Matilde le explicó, y Eliah soltó una carcajada. El azoro de sus secretarias y de sus socios aumentaba minuto a minuto.

—No, no es de Alamán. Es de mi hermano mayor, Shariar. Y es casado —añadió, ante la expresión codiciosa de Juana—. ¿Te unís a nosotros en el almuerzo? —la invitó.

—No, pero gracias por invitarme. En realidad, vine porque tengo que encontrarme con Shiloah. Prometió llevarme a comer y contarme de qué se tratará la convención por el Estado binacional.

Al-Saud se sorprendió: su amigo debía de estar realmente interesado en Juana para invitarla a almorzar a menos de una semana del inicio de la convención y con tantos detalles y cuestiones que ultimar.

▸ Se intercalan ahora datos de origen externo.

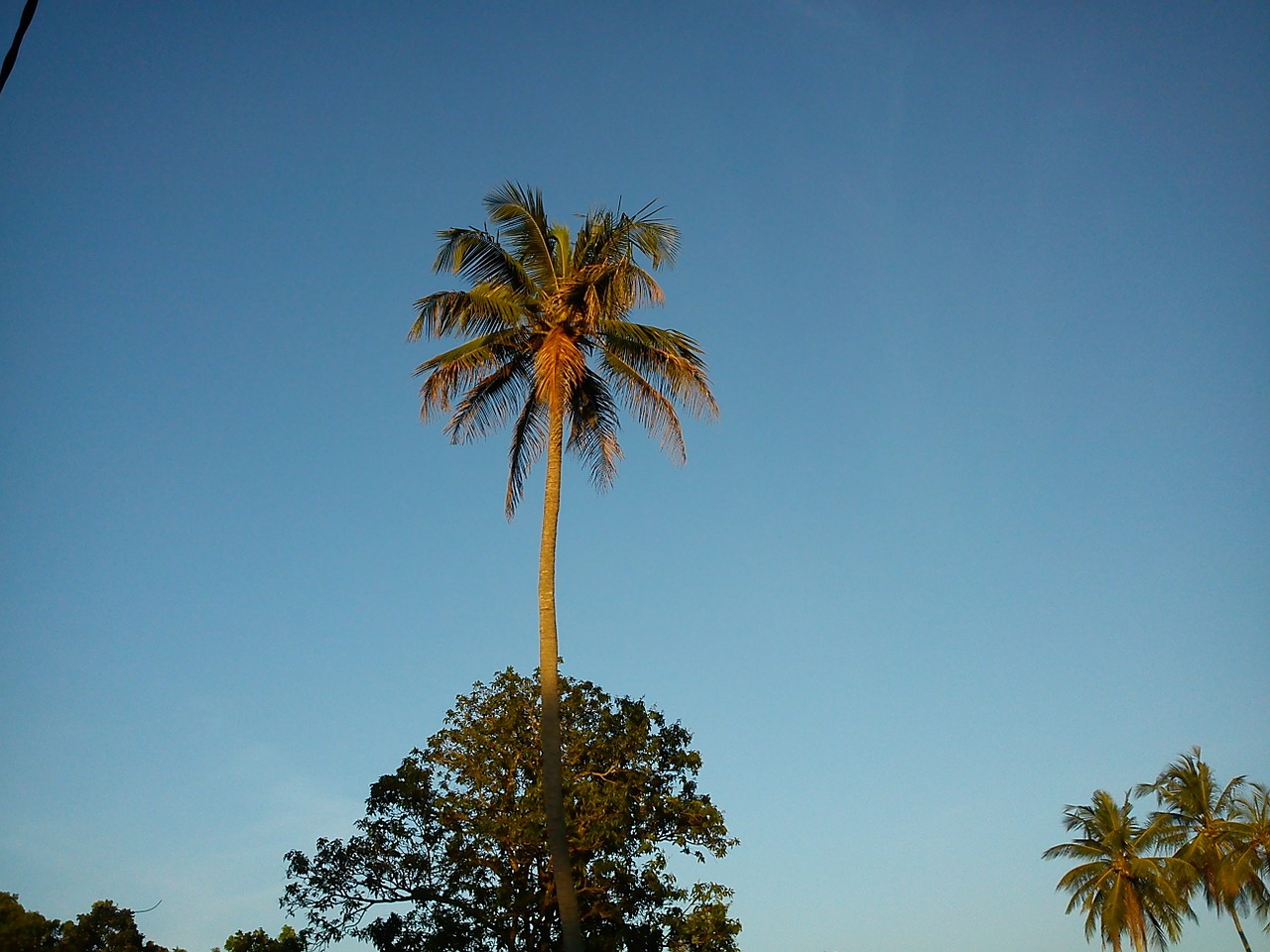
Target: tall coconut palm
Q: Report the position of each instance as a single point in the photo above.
(1119, 885)
(550, 347)
(1250, 866)
(1198, 809)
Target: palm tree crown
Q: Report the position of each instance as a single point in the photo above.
(548, 324)
(1118, 884)
(1199, 812)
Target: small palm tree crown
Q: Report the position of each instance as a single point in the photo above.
(1203, 817)
(1118, 884)
(549, 335)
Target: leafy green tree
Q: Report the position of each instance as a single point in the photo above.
(259, 941)
(1198, 810)
(451, 853)
(1118, 883)
(549, 341)
(105, 928)
(22, 930)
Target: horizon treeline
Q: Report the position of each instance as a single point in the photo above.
(1143, 876)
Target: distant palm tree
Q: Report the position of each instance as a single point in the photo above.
(550, 343)
(1119, 885)
(1199, 811)
(1248, 869)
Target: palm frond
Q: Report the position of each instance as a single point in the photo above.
(593, 429)
(671, 361)
(529, 440)
(492, 402)
(518, 209)
(456, 370)
(485, 308)
(649, 405)
(480, 257)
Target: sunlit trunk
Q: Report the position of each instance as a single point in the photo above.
(1238, 928)
(549, 657)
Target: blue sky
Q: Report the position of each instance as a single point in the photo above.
(984, 524)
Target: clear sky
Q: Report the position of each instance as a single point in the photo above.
(984, 524)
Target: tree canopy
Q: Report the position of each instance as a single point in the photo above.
(451, 856)
(104, 928)
(1141, 879)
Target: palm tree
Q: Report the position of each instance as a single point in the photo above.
(550, 343)
(1198, 810)
(1248, 869)
(1119, 885)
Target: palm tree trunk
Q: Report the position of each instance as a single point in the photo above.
(549, 674)
(1238, 927)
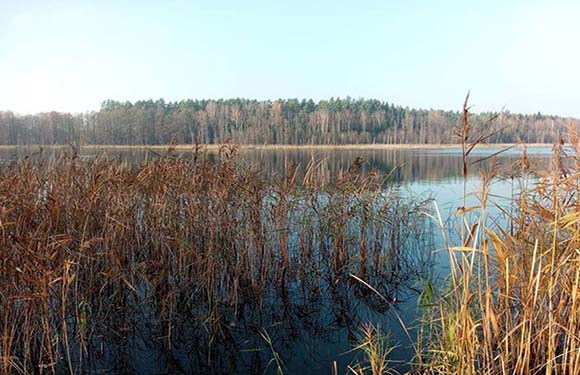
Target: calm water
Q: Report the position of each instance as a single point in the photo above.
(316, 322)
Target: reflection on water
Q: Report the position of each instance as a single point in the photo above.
(314, 316)
(401, 166)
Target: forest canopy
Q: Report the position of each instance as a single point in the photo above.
(245, 121)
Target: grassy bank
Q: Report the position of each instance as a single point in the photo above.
(101, 259)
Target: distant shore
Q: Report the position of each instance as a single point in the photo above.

—¿Por eso de la convención —preguntó Juana— tuvimos que pasar por un detector de metales a la entrada del hotel?

—Así es —explicó Tony Hill—. Varios de los invitados ya se alojan en el hotel. Algunos son personalidades muy importantes en Israel y Palestina.

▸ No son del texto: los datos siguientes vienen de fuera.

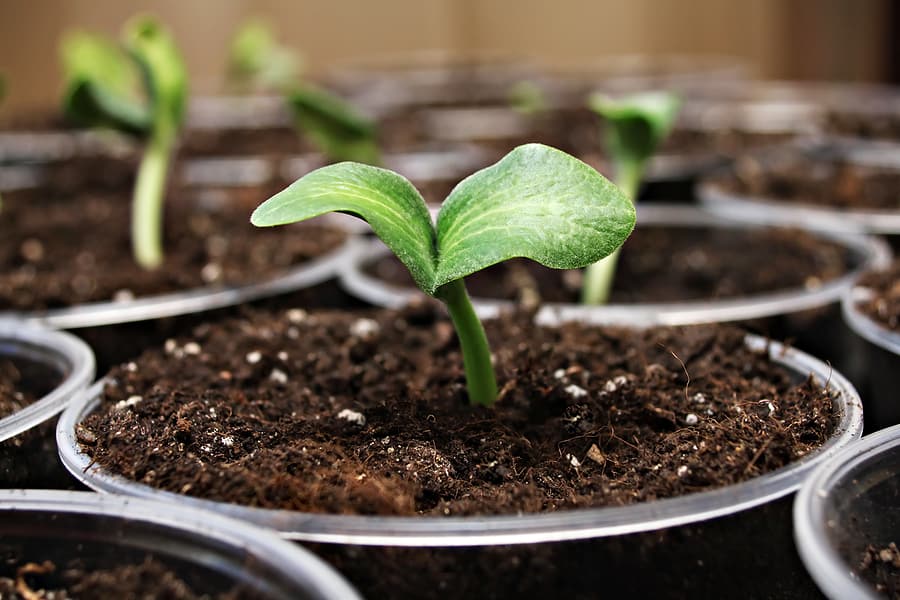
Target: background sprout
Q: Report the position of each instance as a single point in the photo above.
(537, 202)
(634, 128)
(101, 91)
(256, 62)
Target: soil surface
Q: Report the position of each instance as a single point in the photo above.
(668, 264)
(880, 566)
(46, 580)
(59, 249)
(827, 181)
(367, 413)
(884, 304)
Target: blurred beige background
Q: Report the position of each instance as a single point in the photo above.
(846, 40)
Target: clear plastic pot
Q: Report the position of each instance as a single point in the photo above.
(61, 366)
(718, 200)
(722, 529)
(847, 504)
(879, 353)
(211, 553)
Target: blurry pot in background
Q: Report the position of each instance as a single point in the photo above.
(40, 371)
(872, 311)
(845, 519)
(103, 546)
(708, 251)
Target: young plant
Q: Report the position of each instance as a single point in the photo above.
(634, 127)
(142, 92)
(537, 202)
(332, 124)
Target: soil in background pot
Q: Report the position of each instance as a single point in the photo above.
(831, 182)
(883, 306)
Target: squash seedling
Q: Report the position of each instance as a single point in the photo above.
(332, 124)
(140, 91)
(537, 202)
(635, 126)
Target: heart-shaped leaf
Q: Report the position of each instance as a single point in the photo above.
(538, 203)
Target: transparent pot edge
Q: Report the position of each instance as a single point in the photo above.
(519, 529)
(196, 300)
(58, 350)
(300, 566)
(872, 253)
(831, 573)
(864, 326)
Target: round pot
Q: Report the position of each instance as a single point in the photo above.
(878, 350)
(59, 365)
(751, 519)
(845, 517)
(809, 316)
(210, 553)
(716, 195)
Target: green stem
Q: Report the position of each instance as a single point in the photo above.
(598, 277)
(147, 202)
(480, 378)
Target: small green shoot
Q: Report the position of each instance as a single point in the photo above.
(256, 61)
(537, 202)
(635, 126)
(140, 89)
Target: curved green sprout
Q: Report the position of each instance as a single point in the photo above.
(141, 91)
(635, 126)
(257, 62)
(537, 202)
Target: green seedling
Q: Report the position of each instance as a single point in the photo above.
(140, 89)
(332, 124)
(635, 126)
(256, 62)
(537, 202)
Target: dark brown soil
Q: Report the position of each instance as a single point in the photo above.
(881, 567)
(669, 264)
(150, 579)
(367, 413)
(884, 304)
(818, 180)
(58, 250)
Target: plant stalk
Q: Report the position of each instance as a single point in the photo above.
(598, 277)
(147, 202)
(480, 378)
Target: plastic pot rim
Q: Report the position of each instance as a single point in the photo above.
(505, 529)
(56, 349)
(831, 573)
(265, 546)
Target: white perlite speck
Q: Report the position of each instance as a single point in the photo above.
(364, 328)
(575, 391)
(131, 401)
(352, 416)
(278, 376)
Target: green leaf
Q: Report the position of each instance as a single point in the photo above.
(538, 203)
(387, 201)
(256, 60)
(162, 67)
(102, 85)
(333, 125)
(636, 124)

Al-Saud se evadió un momento a su oficina y regresó acomodándose las solapas del saco. Con actitud impaciente, aguardó a que Matilde se despidiera antes de aferrarla por la cintura y conducirla fuera. Apenas se cerraron las puertas del ascensor, la aprisionó contra la pared y la besó como si a continuación planease desnudarla y hacerle el amor. A través de la acolchada campera, percibía la fragilidad y la menudencia de su cuerpo. Su boca no encontraba saciedad en contacto con los labios de ella; nunca llegaba el momento en que deseara apartarse; se quedaba sin aliento.

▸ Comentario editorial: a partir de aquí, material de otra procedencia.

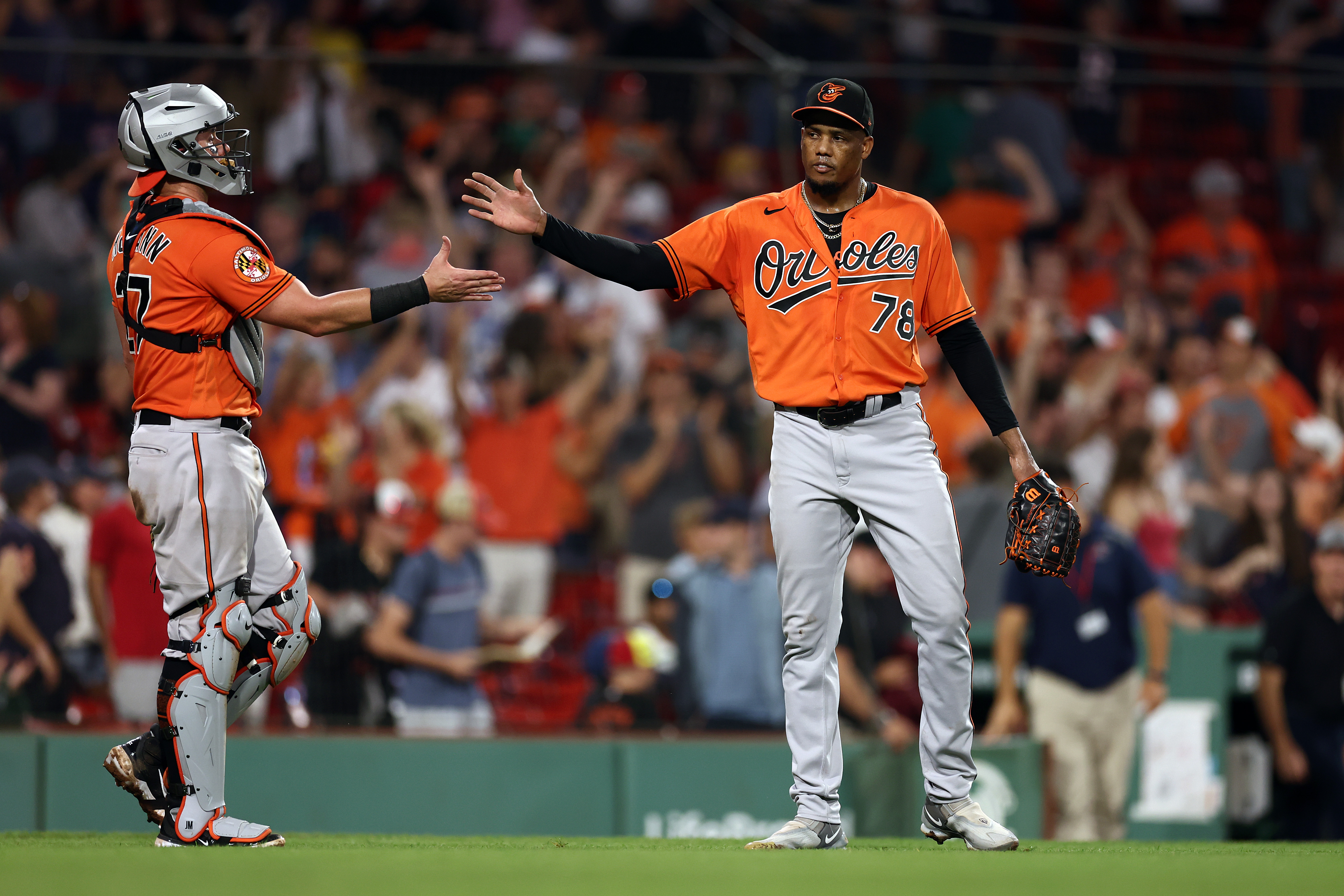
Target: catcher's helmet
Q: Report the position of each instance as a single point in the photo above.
(160, 132)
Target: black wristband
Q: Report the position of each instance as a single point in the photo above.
(390, 301)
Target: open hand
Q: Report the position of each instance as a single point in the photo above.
(513, 210)
(448, 284)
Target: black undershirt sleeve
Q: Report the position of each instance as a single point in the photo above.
(635, 265)
(970, 358)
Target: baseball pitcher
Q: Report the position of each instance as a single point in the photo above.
(832, 279)
(190, 287)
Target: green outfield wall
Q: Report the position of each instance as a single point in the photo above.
(685, 788)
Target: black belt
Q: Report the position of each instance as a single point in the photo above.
(843, 414)
(150, 417)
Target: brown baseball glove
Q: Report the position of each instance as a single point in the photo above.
(1043, 529)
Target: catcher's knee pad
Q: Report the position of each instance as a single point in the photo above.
(252, 680)
(290, 621)
(194, 711)
(225, 628)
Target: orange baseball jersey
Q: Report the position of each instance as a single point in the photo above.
(827, 331)
(194, 273)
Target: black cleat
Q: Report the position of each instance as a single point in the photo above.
(224, 831)
(138, 769)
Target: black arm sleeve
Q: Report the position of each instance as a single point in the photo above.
(635, 265)
(970, 356)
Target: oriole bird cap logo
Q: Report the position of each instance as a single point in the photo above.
(830, 92)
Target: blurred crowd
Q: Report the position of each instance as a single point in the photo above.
(486, 495)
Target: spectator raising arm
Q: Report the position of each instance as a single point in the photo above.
(1041, 207)
(642, 477)
(1289, 758)
(580, 394)
(103, 613)
(1007, 715)
(1155, 617)
(17, 567)
(386, 639)
(721, 453)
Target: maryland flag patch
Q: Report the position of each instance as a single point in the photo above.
(252, 265)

El ascensor era silencioso, y Matilde sólo oía la respiración irregular de ambos y el sonido de sus bocas húmedas enredadas en un beso que le blanqueaba la mente; ni siquiera temía que alguien subiera al ascensor. Esos sonidos la excitaban tanto como la lengua de él dentro de su boca, en su garganta, en sus encías, sobre sus dientes, en contacto con la de ella. En puntas de pie y aferrada a la nuca de él, ya no era Matilde Martínez; era otra, una con la cual había soñado, una mujer libre, desprejuiciada, valiente. Al-Saud arrastró los labios por su mejilla y la besó detrás de su oreja, donde ella se había perfumado con su colonia para bebé Upa la la.

—¿Me echaste de menos? —lo oyó preguntar.

—Sí —dijo ella, y la voz le surgió áspera, excitada.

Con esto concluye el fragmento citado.